The film also ridicules the sacred nature of the spousal relationship where Alex quite conveniently helps his family to capture Grace in order to complete the cultic ritual once he realises that Grace is going to leave him. Alex and Grace’s relationship is steeped in anything but sacredness as Alex deceives Grace highlighting his own self-interest quite early in the film:

Grace: You said your family was f*cked up, you didn’t say psycho killers. You brought me here; you didn’t warn me.

Alex: If I told you, you would’ve left.

The satire is also on the idea of the family and the ridiculousness of the family as the basic ideological, cultural, religious unit where “you’ll do pretty much anything if your family says it’s okay”.  It is reflected in Georgie, Emilie’s son, and Grace’s encounter in the shed where Georgie shoots Grace because “that’s what everybody was trying to do”. Moreover, interestingly Becky, who seemed to be the best of all the characters in the beginning as a laid-back, liberal, supportive mother-in-law, is revealed to be no less different when she says, “In my defence, it’s been a while” suggesting how becoming a member of the Le Domases has changed her for the worse.
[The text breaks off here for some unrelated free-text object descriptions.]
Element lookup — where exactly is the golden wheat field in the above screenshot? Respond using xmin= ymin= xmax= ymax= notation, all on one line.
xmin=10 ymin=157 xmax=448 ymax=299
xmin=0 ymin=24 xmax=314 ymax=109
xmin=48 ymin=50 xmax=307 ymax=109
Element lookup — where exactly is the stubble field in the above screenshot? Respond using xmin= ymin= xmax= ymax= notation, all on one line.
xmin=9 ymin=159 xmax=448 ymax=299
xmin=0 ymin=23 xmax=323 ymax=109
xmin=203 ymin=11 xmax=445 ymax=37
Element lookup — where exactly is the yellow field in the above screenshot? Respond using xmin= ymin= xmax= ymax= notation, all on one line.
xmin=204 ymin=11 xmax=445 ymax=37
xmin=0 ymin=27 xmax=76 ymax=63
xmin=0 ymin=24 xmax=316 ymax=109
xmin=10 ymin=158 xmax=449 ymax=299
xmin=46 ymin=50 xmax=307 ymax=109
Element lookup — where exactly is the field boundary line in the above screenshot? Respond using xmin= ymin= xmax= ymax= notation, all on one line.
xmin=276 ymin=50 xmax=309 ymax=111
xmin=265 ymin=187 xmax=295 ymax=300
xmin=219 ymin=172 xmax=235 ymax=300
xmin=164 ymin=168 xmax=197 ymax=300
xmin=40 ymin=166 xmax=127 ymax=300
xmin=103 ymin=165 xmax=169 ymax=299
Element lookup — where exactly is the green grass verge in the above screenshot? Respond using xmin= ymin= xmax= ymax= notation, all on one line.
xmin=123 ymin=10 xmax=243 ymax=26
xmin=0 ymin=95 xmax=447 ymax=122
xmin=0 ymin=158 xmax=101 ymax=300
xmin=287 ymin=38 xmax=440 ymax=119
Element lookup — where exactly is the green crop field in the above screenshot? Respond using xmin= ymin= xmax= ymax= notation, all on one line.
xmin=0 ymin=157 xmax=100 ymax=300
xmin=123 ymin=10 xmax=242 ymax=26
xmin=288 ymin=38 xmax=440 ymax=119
The change in Grace’s character is even more ironic as she becomes an antithesis of Becky.

Initially and ironically, Grace is passionately practicing her wedding vows: “Till death do us part” and expressing her desire to have a family of her own only for her to exclaim “F*ck your family” and “Alex, I want a divorce” by the end. Thus, the film questions the societal importance given to the idea of marriage and of family and suggests a counter narrative of what if the family, including the spouse, is only a bunch of murderous “psycho killers”. Then, can these socially constructed institutions justify the sacredness of such institutions? And if so, at what cost?
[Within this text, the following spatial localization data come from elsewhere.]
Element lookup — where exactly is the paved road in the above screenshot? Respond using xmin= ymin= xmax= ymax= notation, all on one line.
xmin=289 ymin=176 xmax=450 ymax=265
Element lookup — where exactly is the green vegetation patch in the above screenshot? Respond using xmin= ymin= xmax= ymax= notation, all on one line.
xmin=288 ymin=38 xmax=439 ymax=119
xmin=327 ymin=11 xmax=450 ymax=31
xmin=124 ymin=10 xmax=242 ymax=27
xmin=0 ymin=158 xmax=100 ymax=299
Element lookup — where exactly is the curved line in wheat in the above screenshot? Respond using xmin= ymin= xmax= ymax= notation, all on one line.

The film also satirises religious fanatism when the absurdity of the entire blood-sacrifice and the hunting game of hide and seek is on display in the final scene of the film when the Le Domases remain alive even after sunrise and the confusion that follows. Suddenly, all the bloodshed and deaths become completely ridiculous. Grace becomes the final girl in the film as Ready or Not subverts the trope of the genre of slasher films where the “psycho killers” meet their equally ridiculous end by exploding into pieces of flesh and blood.

In Conclusion

Therefore, the overarching structure of the game exposes the power play in the film where Grace being hunted by the Le Domases become analogous to the relationships of stakeholders in capitalistic and patriarchal structures. Moreover, Ready or Not emerges as a layered social satire, complex in nature, where themes of ridiculing the absurdity, manners and nonchalance of the rich merge with poking fun at the fragility and hilarious hypocrisy of the “sacred” institutions of marriage, family and religion.

 

Works Cited

Mooney, Annabelle. “Games That People Play: Capitalism as a Game.” OAPEN, library.oapen.org/bitstream/handle/20.500.12657/45947/1/book.pdf. Accessed 25 May 2023.

 “Game (n.).” Etymology, www.etymonline.com/word/game. Accessed 23 May 2023.

Notes

[1] Annabelle Mooney distinguishes between games and play. The act of play is broader and also encompasses those kinds of un-structured play, such as a child playing with a toy, along with the structured play, which cannot be included under the umbrella of games. She also provides a survey of scholars who aim to define games such as Manser and Wierzbicka.

[2] “Game (n.).” Etymology, www.etymonline.com/word/game.